Christina Smith never could have imagined that she’d spend her days – and most of her nights – working as an operator at Shell’s refinery and petrochemical plant in Deer Park, Texas. It’s a far cry from her former job at Subway, where she worked for 10 years starting at age 16, or her job at Wal-Mart.
Smith, an evacuee of Hurricane Rita that hit the Gulf Coast in 2005, said she’s just grateful that her job now has benefits and offers her children a shot at a better life.
“Knowing that I can provide my kids with quality healthcare, sign them up for dance and baseball, put good food on the table, etc. is such a blessing,” she said. “I don’t take any of that for granted.”
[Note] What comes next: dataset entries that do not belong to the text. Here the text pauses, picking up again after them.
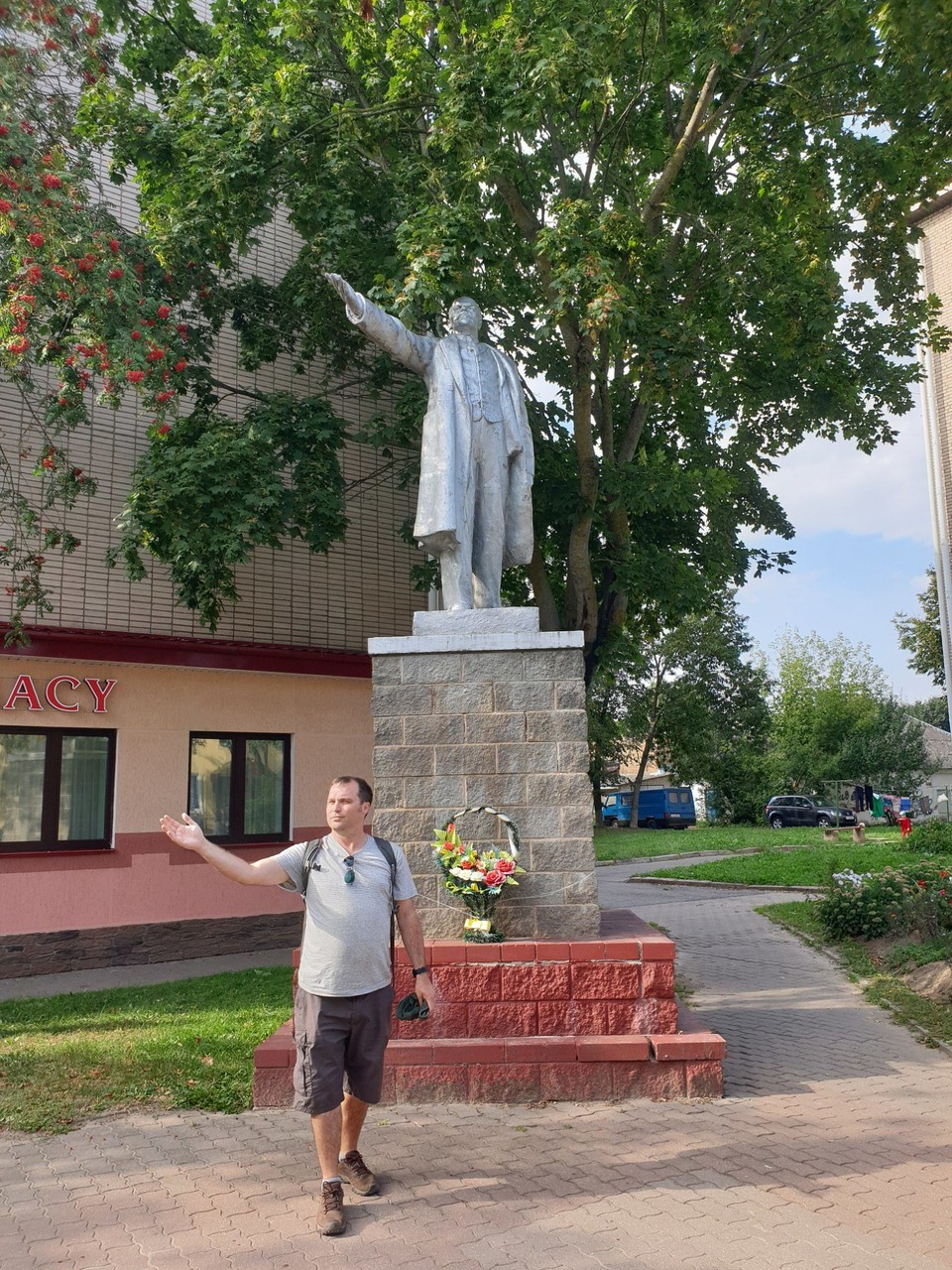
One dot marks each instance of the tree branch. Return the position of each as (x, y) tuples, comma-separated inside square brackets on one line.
[(689, 135)]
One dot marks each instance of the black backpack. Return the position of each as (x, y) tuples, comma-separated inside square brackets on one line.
[(311, 853)]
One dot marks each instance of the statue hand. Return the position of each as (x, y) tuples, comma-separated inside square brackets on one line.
[(344, 290)]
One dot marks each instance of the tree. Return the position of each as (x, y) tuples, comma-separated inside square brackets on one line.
[(692, 698), (653, 200), (921, 636), (834, 721)]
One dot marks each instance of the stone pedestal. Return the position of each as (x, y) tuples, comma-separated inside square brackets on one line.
[(480, 707)]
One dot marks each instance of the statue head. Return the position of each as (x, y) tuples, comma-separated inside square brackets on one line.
[(465, 318)]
Unexpected job layoff leaves single mom scrambling
After evacuating from her hometown of Orange, Texas post-Hurricane Rita, Smith found a job at Lone Star Diving, Inc. in the Houston area – but then she was laid off, leaving her with no paycheck, no benefits and a young daughter to take care of all by herself.
Smith’s daughter had an arachnoid cyst in her brain when she was 6 months old. Doctors performed surgery only months before she was laid off. When she lost her health insurance, reality set in.
“I was terrified,” she said. “Not being able to provide for your child is devastating.”
Smith finds her niche
Her adopted family at Lone Star Diving, Inc. encouraged Smith to sign up for classes at College of the Mainland in the Houston area. Despite the situation, they believed in her and loaned Smith the money for her first classes.
She enrolled in the two-year Process Technology program (PTEC for short) after having zero interest in science and math as a kid. Initially, times were hard. She got by with part-time jobs, help from family and financial aid. But then Smith unexpectedly received two scholarships – one from Marathon Oil Co. and one from Shell – which helped her significantly.
Smith realized that she had found her niche with process technology, and she won the ‘Outstanding PTEC Graduate’ award at her graduation.
She went on to intern at Shell Deer Park’s refinery and petrochemical plant before receiving a full-time offer. She has now worked at the site for five years and loves what she does.
“I really enjoy being part of a team, I’m intrigued by the scientific nature of what I do, and I love the volunteer opportunities where I can share my story with other females who may not know the possibilities available to them,” she said.
At Shell, 37-year-old Smith works 12-hour shifts alternating between days and nights. When she’s not working or taking care of her kids (she now has a 1-year-old son as well), she paints, draws and writes. In fact, she’s the author of two children’s books: Skeeter Uses Manners and Skeeter Sneeter Doodlebop.